A: This is the employer mandate discussed above, and it applies to employers that qualify as an applicable large employer (ALE). Generally speaking, an ALE is an employer that employed an average of at least 50 full-time employees on business days during the preceding calendar year. The employer mandate went into effect on Jan. 1, 2015, though there is a transition period through Jan. 1, 2016 for ALEs with 50-99 full-time equivalent employees. The employer mandate requires ALEs to either offer health insurance to their full-time employees in accordance with these rules, or pay applicable penalties.

Two different penalties apply under the employer mandate. Generally speaking, if an ALE does not offer minimum essential health insurance to 95 percent of its full-time employees (70 percent in 2015), and an employee applies for and receives a premium reduction or cost-sharing subsidy for coverage purchased on the exchange marketplace, then the employer will be assessed a penalty of $2,000 per year multiplied by the number of full-time employees for each calendar month of the year, minus the first 30 full-time employees (80 in 2015).

If an ALE does offer minimum essential coverage, but the coverage is not affordable or does not provide minimum value, then the employer will be assessed a $3,000 penalty per employee who is not offered minimum value affordable coverage and receives a premium subsidy for coverage purchased on the insurance exchange marketplace.

Q: What new tax reporting requirements are there under the Affordable Care Act?

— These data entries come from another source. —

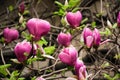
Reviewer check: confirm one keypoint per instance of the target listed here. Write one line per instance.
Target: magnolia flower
(21, 7)
(39, 78)
(38, 27)
(88, 37)
(70, 78)
(64, 39)
(22, 50)
(80, 70)
(68, 55)
(10, 34)
(97, 38)
(118, 19)
(91, 38)
(74, 19)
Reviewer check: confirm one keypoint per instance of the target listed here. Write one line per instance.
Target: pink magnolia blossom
(74, 19)
(38, 27)
(64, 39)
(97, 38)
(88, 37)
(39, 78)
(91, 38)
(22, 50)
(70, 78)
(118, 19)
(68, 55)
(80, 70)
(10, 34)
(21, 7)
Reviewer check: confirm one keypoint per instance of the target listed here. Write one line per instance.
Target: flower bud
(88, 37)
(74, 19)
(39, 78)
(64, 39)
(10, 34)
(22, 50)
(38, 27)
(68, 55)
(70, 78)
(80, 70)
(97, 38)
(21, 7)
(118, 19)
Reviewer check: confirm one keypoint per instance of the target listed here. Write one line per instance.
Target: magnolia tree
(31, 45)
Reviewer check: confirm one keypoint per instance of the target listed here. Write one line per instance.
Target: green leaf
(3, 69)
(49, 50)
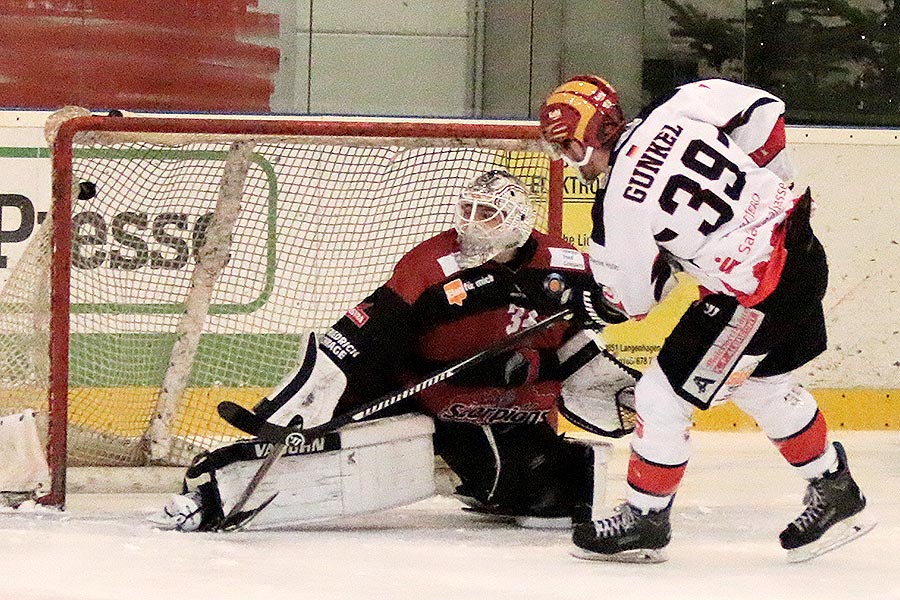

A: Under the new reporting rules, ALEs will need to provide information to the IRS about the health insurance they do (or do not) provide to their employees, including information about their employee population. ALEs with fully-insured health plans must file Forms 1094-C and 1095-C, which will include separate statements for each individual who is provided minimum essential coverage as well as a single transmittal form.

Self-insured plan sponsors and health insurance carriers must file Forms 1094-B and 1095-B. Coverage statements will also need to be provided to employees. The first returns required to be filed are for the 2015 calendar year and must be filed no later than Feb. 29, 2016, or March 31, 2016, if filed electronically.

The IRS is encouraging ALEs to file these forms for calendar year 2014, but this is not required.